这个想法不负责任地扰乱了她,刚刚的一滩春水马上变成了一滩死水。
池迟耷拉着脑袋盯着自己的指甲看了半天。
果然如果没有刚刚好,那么宜早不宜晚。
她还是控住不住自己的眼睛,正在偷瞄他的时候,他看了过来被逮了个正着。
池迟迟疑了一下,飞快地在脑海中组织词语。
“我是……那个……之前站在你身后,那啥,就是那个撞了你书包。对对对,我之前撞了你的书包……”
他看着池迟,没有接话。
沉默了几秒后,他突然开口:“你的腿没事吧!”
“啊哈!”
池迟瞪大了眼睛看着他。
他指了指她的小腿,轻轻叹了一口气,放慢语速说:“它没事吧!”
可能是受了他的影响,池迟也说得很慢:“没事没事。”
他边卷耳机线边说:“我知道。”
“什么?”池迟一脸不解地看着他。
“我记得你撞了我的书包。”他一字一顿地说。
“你记得啊?”池迟脱口而出,摸了摸自己的耳垂。她刚才的语气像极了平时和林嘉说话的语气。
“嗯,”他轻声笑着说。
池迟态度十分诚恳地看着他说:“那啥……我不是……故意的。”
“我知道。”
池迟再一次跟他说:“对不起!”
“没关系!”
不知道是不是池迟的错觉,他好像皱眉了。
两人陷入了沉默。池迟找了半天也没有找到适合的话题。
还有七分钟的时候,里面位置的人来了,是个短头发的嗓门很大的阿姨。
池迟把包放在座位站起来往旁边挪了挪让他出来。
“你再往后站一点,小心箱子碰到你。”他跟池迟说。
池迟清了清嗓子说:“你也小心一点。”
大嗓门阿姨的行李箱特别大,他不慌不忙地把它举起来的时候,池迟的心都提到了嗓子眼,担心地注意着他的所有动作。一边担心他闪到腰,一边又害怕他没拿稳箱子砸了下来。

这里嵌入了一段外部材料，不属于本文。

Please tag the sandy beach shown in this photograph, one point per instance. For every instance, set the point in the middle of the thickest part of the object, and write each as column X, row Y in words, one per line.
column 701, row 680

他微微眯起了眼,手臂用力把箱子塞了进去,就在他的箱子的旁边。
放好了。
池迟的眉头终于舒展,刚刚她都能感觉到架子在颤抖。
“谢谢你啊,小伙子。”阿姨眯着眼笑着说。
他也笑着,侧着身子说:“没事,阿姨您先进来。”
池迟没好气地瞪了他一眼,笑得那么开心。可是在很大程度上,善意也是相互的。并且输出的善意,某一天还会回到自己的身上。池迟始终相信这一点。他的举动让人很有好感。
他转身背对着站在池迟面前,池迟抿了抿嘴,再一次躲在了他的影子里。
他的影子,温暖又安心,像是柔软的黑线彼此缠绕形成的壳。
她会有那个机会待在这样微温的壳里吗?身体本能地在思考。